The popular public radio show The Takeaway was broadcast live from the WFAE studios this morning, and host John Hockenberry was kind enough to join me live in the studio during Morning Edition for a few minutes before The Takeaway went on the air.
I asked Mr. Hockenberry what made The Takeaway different from other public radio programs. He explained to me that the goal of the program is to not only create a conversational approach to the news of the day during the course of the program, but for it to be the kind of news that becomes part of the conversation the listener has throughout the day.
Listeners have many avenues to offer input to a conversation-based show nowadays (i.e. Twitter, Facebook, website, E-mail) versus the days where the only way to offer your thoughts to a radio show was via telephone. I asked Mr.

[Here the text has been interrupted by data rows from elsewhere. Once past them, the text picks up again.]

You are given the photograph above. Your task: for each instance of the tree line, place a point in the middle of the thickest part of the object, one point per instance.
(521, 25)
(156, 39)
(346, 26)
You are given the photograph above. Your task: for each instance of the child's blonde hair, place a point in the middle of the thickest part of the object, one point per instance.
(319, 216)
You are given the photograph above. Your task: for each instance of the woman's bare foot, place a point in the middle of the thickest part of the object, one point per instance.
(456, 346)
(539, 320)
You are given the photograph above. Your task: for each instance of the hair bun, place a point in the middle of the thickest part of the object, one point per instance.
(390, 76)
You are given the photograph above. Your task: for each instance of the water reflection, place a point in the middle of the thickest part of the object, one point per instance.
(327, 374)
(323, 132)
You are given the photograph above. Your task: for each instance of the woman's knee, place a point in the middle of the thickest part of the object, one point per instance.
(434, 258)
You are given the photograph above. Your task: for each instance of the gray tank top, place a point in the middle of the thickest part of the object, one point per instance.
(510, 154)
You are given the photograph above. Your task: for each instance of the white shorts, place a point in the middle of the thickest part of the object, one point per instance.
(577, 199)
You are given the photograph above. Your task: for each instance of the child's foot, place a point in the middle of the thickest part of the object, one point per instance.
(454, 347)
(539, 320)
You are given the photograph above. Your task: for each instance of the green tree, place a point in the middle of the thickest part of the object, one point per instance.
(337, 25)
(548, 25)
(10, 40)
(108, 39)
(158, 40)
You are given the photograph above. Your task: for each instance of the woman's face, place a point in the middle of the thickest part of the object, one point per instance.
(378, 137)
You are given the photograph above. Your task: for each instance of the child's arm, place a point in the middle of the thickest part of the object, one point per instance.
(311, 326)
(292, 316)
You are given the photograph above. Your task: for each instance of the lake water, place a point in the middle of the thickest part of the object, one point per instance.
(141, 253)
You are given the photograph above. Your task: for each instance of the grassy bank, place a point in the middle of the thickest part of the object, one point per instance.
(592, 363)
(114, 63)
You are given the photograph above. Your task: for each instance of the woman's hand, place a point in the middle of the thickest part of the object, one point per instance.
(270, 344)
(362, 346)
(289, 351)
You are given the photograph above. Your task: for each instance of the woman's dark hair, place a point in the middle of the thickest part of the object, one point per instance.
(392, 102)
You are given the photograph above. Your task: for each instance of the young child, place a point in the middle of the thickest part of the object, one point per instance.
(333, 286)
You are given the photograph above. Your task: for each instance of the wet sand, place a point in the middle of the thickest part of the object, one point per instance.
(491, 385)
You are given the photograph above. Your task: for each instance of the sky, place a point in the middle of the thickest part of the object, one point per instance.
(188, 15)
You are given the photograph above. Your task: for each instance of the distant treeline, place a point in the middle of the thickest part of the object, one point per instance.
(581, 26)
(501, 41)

Hockenberry how the game has changed with listeners having so many options.
The people that call in to call-in radio basically want to give speeches and offer their opinions. That's been going on since there were phones and radios. That's an old model. What you've found with E-mail comments and Twitter, particularly, is that there is also a self-edited constituency out there in the world who are media consumers who have very pithy, specific things to add to a conversation. And our invitation is this: tell us a story, tell us what you know. How is your expertise related to what we are talking about?
Hockenberry went on to say that while there is certainly a share of people who feel the need to simply offer up their opinion, the majority of the people who take the time to write in find their place and relevance in the story.
Radio is hardly the only media medium that Hockenberry has worked in. After getting his start in public radio he has spent time on national television, written for newspapers, authored books, and then come full circle back to public radio to host The Takeaway. When I asked him why he returned to radio, he told me that The Takeaway was an exciting opportunity to take on a new challenge, and initially provide an alternative to "morning drive." Since moving to middays, Hockenberry describes the collaboration now between The Takeaway and Morning Edition as "an improvement to the sense of discourse in public radio," and that it has relaxed a little bit.
The Takeaway can be heard on 90.7 WFAE Monday through Thursday at 2 PM.